Dann ein kleiner Suhrkampband. Naja, denkt man, kann ich gleich weglegen, brasilianische Kolumnen aus den Fünfzigern, wollte der Frankfurter Großverlag eben auch irgendwie mitmischen. Aber dann springen einen die Metaphern an, dass man nachts um zwei lauthals lacht und die Wollmäuse unterm Sofa erschreckt: „Nie war sein Lachen so breit gewesen, nie sein Mund so weit aufgerissen wie in jenem Moment, er war gedehnt wie ein Muttermund bei der Geburt.” Wer schreibt denn sowas über einen Masseur? Und dann noch 1956?

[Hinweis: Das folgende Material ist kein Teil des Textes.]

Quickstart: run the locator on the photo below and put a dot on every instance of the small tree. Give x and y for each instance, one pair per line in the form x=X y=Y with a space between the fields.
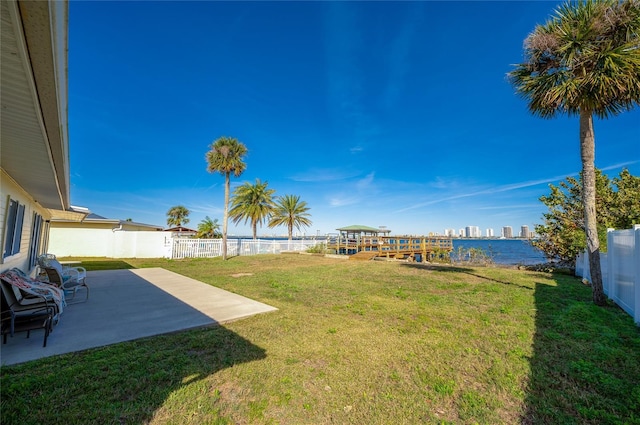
x=253 y=203
x=562 y=236
x=226 y=157
x=209 y=229
x=177 y=216
x=290 y=211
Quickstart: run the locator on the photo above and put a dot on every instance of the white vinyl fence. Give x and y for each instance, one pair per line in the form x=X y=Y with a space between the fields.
x=620 y=269
x=207 y=248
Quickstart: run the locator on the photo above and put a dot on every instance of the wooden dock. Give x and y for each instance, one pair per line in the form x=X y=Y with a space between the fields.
x=411 y=248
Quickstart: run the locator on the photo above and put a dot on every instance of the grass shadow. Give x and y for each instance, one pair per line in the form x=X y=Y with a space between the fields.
x=125 y=383
x=458 y=269
x=585 y=365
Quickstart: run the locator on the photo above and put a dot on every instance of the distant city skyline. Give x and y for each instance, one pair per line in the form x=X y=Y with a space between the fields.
x=345 y=104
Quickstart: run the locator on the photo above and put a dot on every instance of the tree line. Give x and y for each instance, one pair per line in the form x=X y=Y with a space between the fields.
x=584 y=61
x=253 y=203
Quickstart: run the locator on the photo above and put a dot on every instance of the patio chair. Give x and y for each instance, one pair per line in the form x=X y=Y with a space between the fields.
x=16 y=316
x=69 y=286
x=10 y=324
x=68 y=273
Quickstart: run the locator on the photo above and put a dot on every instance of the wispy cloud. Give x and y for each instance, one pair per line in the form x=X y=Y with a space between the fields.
x=620 y=165
x=324 y=175
x=489 y=191
x=353 y=192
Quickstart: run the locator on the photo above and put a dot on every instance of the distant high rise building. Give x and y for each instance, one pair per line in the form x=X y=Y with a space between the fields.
x=472 y=232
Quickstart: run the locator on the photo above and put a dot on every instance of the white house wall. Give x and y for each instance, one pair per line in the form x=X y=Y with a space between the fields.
x=96 y=242
x=8 y=188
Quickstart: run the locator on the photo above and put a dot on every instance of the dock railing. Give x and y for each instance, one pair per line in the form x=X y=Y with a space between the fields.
x=392 y=246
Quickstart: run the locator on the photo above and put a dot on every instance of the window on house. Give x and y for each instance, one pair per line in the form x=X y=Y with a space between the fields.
x=36 y=237
x=13 y=229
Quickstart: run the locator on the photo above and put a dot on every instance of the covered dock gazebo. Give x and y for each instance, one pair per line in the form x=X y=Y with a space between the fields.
x=351 y=237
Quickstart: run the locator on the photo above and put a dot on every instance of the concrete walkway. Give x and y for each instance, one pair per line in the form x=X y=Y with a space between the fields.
x=131 y=304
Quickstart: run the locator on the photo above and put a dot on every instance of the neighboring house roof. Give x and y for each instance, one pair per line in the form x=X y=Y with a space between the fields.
x=180 y=229
x=361 y=228
x=95 y=219
x=33 y=82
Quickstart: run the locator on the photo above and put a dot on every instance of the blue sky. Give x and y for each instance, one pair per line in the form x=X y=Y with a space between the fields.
x=392 y=114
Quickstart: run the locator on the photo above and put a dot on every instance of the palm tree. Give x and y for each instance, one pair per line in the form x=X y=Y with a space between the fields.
x=292 y=212
x=252 y=202
x=177 y=216
x=208 y=229
x=226 y=157
x=584 y=61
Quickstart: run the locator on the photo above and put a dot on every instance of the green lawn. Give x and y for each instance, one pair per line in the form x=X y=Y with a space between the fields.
x=355 y=343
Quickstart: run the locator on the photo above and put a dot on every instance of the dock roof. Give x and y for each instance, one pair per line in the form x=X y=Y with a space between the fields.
x=362 y=228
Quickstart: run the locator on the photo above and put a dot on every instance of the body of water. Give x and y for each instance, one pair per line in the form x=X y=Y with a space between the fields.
x=504 y=251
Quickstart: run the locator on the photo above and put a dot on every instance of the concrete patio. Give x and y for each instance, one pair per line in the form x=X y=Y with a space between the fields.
x=129 y=304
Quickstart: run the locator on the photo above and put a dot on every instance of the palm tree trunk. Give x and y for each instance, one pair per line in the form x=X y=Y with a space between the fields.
x=225 y=220
x=587 y=153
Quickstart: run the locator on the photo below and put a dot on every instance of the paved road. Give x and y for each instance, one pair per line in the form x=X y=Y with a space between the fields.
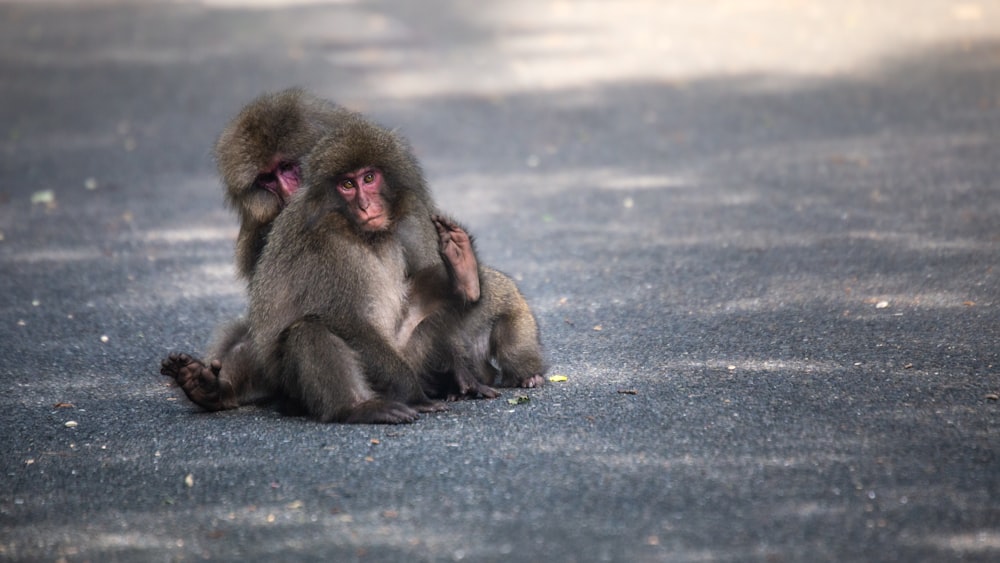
x=760 y=237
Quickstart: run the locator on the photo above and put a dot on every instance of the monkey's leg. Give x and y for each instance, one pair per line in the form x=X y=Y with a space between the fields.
x=460 y=258
x=514 y=344
x=469 y=386
x=327 y=377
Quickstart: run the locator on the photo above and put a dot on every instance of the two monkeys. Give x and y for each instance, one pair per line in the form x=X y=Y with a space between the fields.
x=366 y=304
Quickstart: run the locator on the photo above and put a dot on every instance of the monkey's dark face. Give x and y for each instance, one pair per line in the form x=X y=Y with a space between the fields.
x=281 y=178
x=362 y=190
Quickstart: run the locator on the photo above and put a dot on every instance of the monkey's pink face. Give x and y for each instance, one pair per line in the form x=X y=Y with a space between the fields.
x=362 y=190
x=281 y=179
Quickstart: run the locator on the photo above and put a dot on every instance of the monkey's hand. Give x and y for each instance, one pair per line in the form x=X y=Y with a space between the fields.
x=456 y=248
x=200 y=383
x=380 y=411
x=471 y=388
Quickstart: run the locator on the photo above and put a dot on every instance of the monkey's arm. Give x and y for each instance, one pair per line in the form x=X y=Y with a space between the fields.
x=459 y=257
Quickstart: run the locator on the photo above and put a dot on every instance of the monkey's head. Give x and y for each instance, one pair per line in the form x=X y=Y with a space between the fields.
x=259 y=153
x=365 y=173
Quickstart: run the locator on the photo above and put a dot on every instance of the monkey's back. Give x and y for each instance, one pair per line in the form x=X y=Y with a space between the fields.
x=323 y=271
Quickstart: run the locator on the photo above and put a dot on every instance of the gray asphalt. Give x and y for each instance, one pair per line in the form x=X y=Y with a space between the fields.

Nelson Rodrigues gilt heute als wichtigster brasilianischer Theaterautor des 20. Jahrhunderts. In seinen Erinnerungen schrieb er mal über die Anfänge seine Schriftstellerkarriere als 13-Jähriger bei einer Tageszeitung in Rio: „Nach einem Jahr als Polizeireporter hat man die Erfahrungen eines Balzac. Nach sechs Monaten glaubte ich, alle Abgründe der menschlichen Seele zu kennen.” Rodrigues hatte drei Jahrzehnte lang in der Zeitung O Globo eine tägliche Fußball-Kolumne. Der Suhrkamp-Verlag hat eine Auswahl aus diesen leidenschaftlichen Texten herausgebracht. Man bekommt hier den Beginn mit, den Beginn des brasilianischen Traums. Live. In der 3. Minute der Partie gegen Russland. 1958, in Schweden, der krummbeinige Garrincha ist durch die brasilianische Abwehr gefegt: „Nach zwei Minuten hatten die Russen zwei Bälle am Pfosten und einen im Netz. Und über ganz Brasilien begann sich das Gefühl auszubreiten, dass es großartig ist, Brasilianer zu sein.”
Genau da gehörst du hin
Rodrigues zufolge galt Brasilien damals als trauriges, hässliches Land. Mehrfach beschreibt er in den Texten aus den Fünfzigern sein Land als schmutzverloren, ranzig, öd und melancholieverhangen. Und es kommt einem kurz die Idee, was Brasilien ohne seine fünf Weltmeistertitel wäre. Würde man es beschreiben wie eine Art südamerikanischen Kongo? Die Brutalität in den Städten, die Totalverwüstung des Amazonasurwalds . . . Aber nein, Brasilien ist seither der gelbgrüne Traum vom anderen Leben, von Sex und Samba und getanztem Fußball. Und hier hat er seinen Anfang, bei Garrincha mit den Krüppelbeinen und bei Pele, dem 17-jährigen Sonnenkönig, der 1958 alle Gegner zu Bettlern machte: „Wenn er den Ball annimmt, wenn er einen Gegner umdribbelt, dann ist das so, als würde er einen tölpelhaften und verlausten Plebejer verscheuchen.” Ähnlich wie Esterházy kann Rodrigues Spiele von innen sehen und beschreiben. Noch auf dem Totenbett, 1980, verfolgte er die Spiele um die Meisterschaft und diktierte seinem Sohn mit versiegender Stimme einige Kolumnen.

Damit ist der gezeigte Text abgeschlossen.